For the longest while of the Next Generation era of Star Trek, Admirals were the go-to people in the Federation whenever the writers needed a threat, a villain or just someone who is a completely unsympathetic higher up serving as a foil to properly contrast our heroes. If he had actually watched any of the TNG era Star Trek while paying attention, he would have known that. Alas, he either didn't, or didn't have the mental capacity to process, and his brain reached the conclusion that wokeness RUINED Star Trek.
As if Star Trek wasn't ever among the most woke series on air. What it used to be, though, before the TNG movies, before Enterprise and arguably before parts of Voyager, was well written and engaging in addition to presenting philosophical conundrums and a brighter, optimistic look at the future. Star Trek: Picard ruined that by making the Federation Tump's America, which was a current issue at the time, and by having that cynical backdrop that simply does not fit into the existing Star Trek canon than further dragged down by atrocious writing, a stupid plot and terrible characters.
But @majestic, what does that have to do with his Kickstarter project?
Well, it just recently came out. A forty minute short film that no longer is a film, but has been turned into a TV series proof of concept (they at least had the sense to not call it a pilot). A project that overshot its Kickstarter goal by a factor of fifteen, raking in some 300,000 pounds instead of the 20,000 he asked for. This is it:
I don't blame you if you do not want to sit through forty minutes of the most rote Steven Seagal level straight to video schlock. In fact, I suppose, I encourage you to not give him any clicks. Watching it makes it clear why he has called it a TV series proof of concept. It's not that all technical parts of the film are terrible (the stunt work is fine, actually), except for the soundtrack and the audio mixing, but that writing is... well, how do I put that nicely?

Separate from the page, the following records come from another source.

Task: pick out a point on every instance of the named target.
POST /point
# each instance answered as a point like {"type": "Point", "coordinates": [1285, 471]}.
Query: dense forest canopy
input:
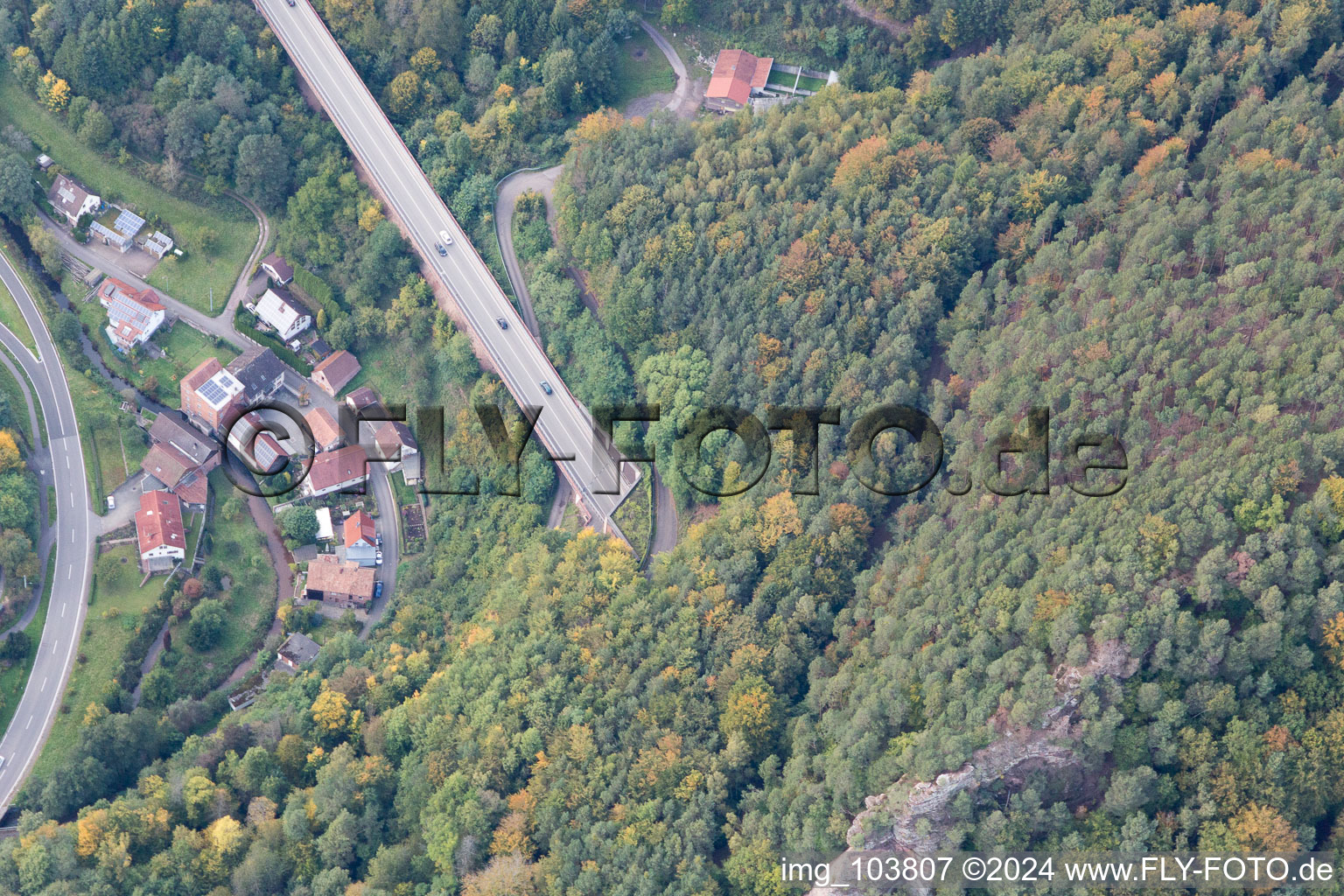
{"type": "Point", "coordinates": [1125, 214]}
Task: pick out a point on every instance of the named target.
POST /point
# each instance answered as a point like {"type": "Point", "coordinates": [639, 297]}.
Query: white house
{"type": "Point", "coordinates": [132, 316]}
{"type": "Point", "coordinates": [324, 524]}
{"type": "Point", "coordinates": [360, 539]}
{"type": "Point", "coordinates": [72, 199]}
{"type": "Point", "coordinates": [278, 311]}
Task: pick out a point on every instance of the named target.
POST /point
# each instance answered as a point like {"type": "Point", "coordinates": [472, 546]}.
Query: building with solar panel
{"type": "Point", "coordinates": [208, 396]}
{"type": "Point", "coordinates": [252, 442]}
{"type": "Point", "coordinates": [132, 315]}
{"type": "Point", "coordinates": [122, 233]}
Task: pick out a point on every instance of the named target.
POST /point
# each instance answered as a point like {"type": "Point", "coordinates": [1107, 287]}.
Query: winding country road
{"type": "Point", "coordinates": [73, 547]}
{"type": "Point", "coordinates": [562, 424]}
{"type": "Point", "coordinates": [543, 182]}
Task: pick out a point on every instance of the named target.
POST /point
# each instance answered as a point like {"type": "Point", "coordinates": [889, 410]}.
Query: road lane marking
{"type": "Point", "coordinates": [365, 121]}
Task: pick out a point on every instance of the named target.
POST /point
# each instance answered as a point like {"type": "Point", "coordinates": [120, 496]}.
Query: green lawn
{"type": "Point", "coordinates": [188, 278]}
{"type": "Point", "coordinates": [12, 318]}
{"type": "Point", "coordinates": [238, 547]}
{"type": "Point", "coordinates": [639, 77]}
{"type": "Point", "coordinates": [14, 679]}
{"type": "Point", "coordinates": [785, 80]}
{"type": "Point", "coordinates": [93, 401]}
{"type": "Point", "coordinates": [120, 449]}
{"type": "Point", "coordinates": [186, 348]}
{"type": "Point", "coordinates": [95, 410]}
{"type": "Point", "coordinates": [116, 609]}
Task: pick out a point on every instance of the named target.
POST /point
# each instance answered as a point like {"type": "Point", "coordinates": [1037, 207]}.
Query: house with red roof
{"type": "Point", "coordinates": [737, 77]}
{"type": "Point", "coordinates": [360, 539]}
{"type": "Point", "coordinates": [159, 531]}
{"type": "Point", "coordinates": [132, 315]}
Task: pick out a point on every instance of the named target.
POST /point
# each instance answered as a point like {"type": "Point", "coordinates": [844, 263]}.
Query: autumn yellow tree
{"type": "Point", "coordinates": [1263, 830]}
{"type": "Point", "coordinates": [779, 517]}
{"type": "Point", "coordinates": [54, 92]}
{"type": "Point", "coordinates": [405, 93]}
{"type": "Point", "coordinates": [425, 62]}
{"type": "Point", "coordinates": [332, 715]}
{"type": "Point", "coordinates": [10, 457]}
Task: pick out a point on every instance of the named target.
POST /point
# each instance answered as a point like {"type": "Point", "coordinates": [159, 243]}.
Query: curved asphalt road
{"type": "Point", "coordinates": [74, 551]}
{"type": "Point", "coordinates": [564, 424]}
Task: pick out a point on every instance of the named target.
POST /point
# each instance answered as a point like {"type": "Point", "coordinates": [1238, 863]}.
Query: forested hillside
{"type": "Point", "coordinates": [1124, 215]}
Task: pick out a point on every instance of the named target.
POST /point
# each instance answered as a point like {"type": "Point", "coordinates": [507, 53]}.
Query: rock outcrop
{"type": "Point", "coordinates": [913, 816]}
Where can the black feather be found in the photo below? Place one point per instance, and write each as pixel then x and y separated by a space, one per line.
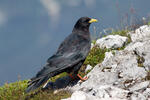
pixel 69 56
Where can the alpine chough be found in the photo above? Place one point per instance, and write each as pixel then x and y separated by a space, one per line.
pixel 69 57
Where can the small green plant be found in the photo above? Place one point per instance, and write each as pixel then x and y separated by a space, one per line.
pixel 16 91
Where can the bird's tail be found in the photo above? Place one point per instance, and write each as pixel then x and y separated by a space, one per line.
pixel 35 83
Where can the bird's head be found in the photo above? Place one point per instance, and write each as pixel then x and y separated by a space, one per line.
pixel 84 22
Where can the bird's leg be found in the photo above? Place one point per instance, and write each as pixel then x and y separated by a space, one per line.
pixel 81 78
pixel 72 76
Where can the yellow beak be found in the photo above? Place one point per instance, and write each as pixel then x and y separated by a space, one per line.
pixel 93 20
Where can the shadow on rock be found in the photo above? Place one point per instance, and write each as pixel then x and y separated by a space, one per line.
pixel 61 83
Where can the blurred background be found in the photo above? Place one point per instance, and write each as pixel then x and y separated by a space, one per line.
pixel 31 30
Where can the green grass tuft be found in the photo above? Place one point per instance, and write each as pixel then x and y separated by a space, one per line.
pixel 16 91
pixel 96 55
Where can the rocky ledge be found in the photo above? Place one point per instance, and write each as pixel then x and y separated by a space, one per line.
pixel 123 75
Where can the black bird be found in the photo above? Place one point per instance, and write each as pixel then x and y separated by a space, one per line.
pixel 69 57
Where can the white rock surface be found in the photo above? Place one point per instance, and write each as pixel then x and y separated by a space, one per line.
pixel 88 67
pixel 112 41
pixel 119 76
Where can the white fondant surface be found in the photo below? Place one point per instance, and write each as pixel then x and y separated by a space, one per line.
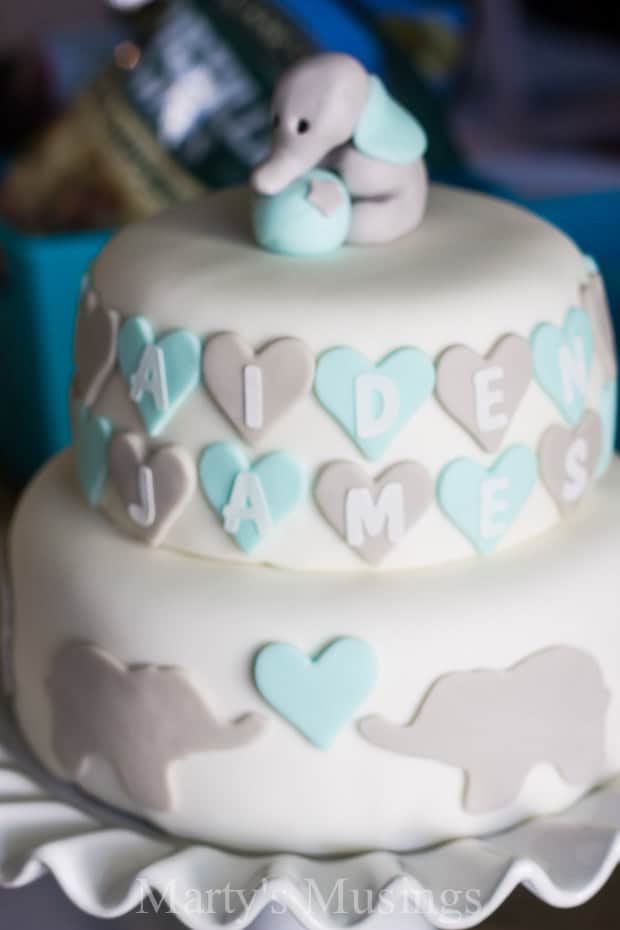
pixel 476 270
pixel 77 578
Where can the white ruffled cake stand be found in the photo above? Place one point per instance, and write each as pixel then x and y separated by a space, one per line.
pixel 108 864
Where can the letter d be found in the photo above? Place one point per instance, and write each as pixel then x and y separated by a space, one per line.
pixel 377 403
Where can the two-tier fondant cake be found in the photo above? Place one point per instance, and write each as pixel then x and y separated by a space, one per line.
pixel 345 581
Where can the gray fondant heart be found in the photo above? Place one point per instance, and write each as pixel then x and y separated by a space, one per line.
pixel 338 480
pixel 155 487
pixel 593 298
pixel 457 371
pixel 95 347
pixel 569 459
pixel 277 377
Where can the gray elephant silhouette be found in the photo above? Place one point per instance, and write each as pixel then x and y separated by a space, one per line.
pixel 497 725
pixel 141 719
pixel 328 112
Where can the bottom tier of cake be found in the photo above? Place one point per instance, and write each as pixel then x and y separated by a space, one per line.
pixel 263 710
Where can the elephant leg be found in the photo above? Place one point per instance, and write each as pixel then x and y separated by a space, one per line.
pixel 382 221
pixel 487 790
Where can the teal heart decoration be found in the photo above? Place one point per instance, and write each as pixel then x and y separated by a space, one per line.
pixel 181 352
pixel 459 491
pixel 91 441
pixel 410 371
pixel 282 481
pixel 320 695
pixel 608 412
pixel 548 345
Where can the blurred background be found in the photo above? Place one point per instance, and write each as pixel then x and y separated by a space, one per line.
pixel 115 109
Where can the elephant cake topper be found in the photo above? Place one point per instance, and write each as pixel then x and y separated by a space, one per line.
pixel 347 162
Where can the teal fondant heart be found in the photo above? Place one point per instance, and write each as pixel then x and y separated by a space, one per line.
pixel 91 441
pixel 318 696
pixel 391 392
pixel 181 368
pixel 563 359
pixel 280 484
pixel 608 412
pixel 483 504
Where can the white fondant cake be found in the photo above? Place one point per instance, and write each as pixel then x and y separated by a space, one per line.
pixel 77 580
pixel 478 271
pixel 305 443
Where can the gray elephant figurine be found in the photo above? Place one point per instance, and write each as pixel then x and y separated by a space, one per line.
pixel 140 719
pixel 329 113
pixel 497 725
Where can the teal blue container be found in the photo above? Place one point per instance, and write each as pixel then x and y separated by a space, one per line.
pixel 39 293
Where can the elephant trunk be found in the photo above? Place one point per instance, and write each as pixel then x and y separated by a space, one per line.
pixel 280 170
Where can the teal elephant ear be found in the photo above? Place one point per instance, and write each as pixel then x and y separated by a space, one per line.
pixel 387 131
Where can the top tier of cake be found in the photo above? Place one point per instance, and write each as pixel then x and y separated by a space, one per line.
pixel 389 407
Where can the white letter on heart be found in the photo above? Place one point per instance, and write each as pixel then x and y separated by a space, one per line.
pixel 483 394
pixel 373 516
pixel 155 488
pixel 256 389
pixel 95 347
pixel 569 459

It's an incoherent disaster, hence why it is called a proof of concept - after all, if all you have is a bunch of scenes you cannot string together into a coherent narrative because you suck at making films (oh, the irony), just call it a proof of concept and hope your seriously dumb fanbase does not notice*.
Here's the bit that made me laugh though - I mean, as bad as the film is, what else would one expect from The Critical Drinker - it's that precisely the same people who watch his channel for his critiques are the ones making fun of him in the comments. People are calling him a grifter and a hypocrite, and those are the nicer ones. It's fair, considering that the thing he is most famous for (aside from writing forgettable spy thriller novels which are what this proof of concept is sort of an adaptation of) is making fun of bad writing on YouTube.
Eh, looks like bad writing is still bad, even if you subtract the wokeness, although, dumb short film still features a girl boss coming to the rescue of the protagonist.
Edit: Contrast this with the aforementioned Turbo Kid, which had a budget of 60,000 Canadian dollars in 2015, and out came a heartfelt and fun movie that is also a great homage to the 80ies... and it featured Michael Ironside as villain.
*There are those who blame it on not having enough creative control. Over the film he raised the funds for and credits him as one of the writers of the script, with behind the scenes footage clearly showing his being present and giving input at every turn. Right.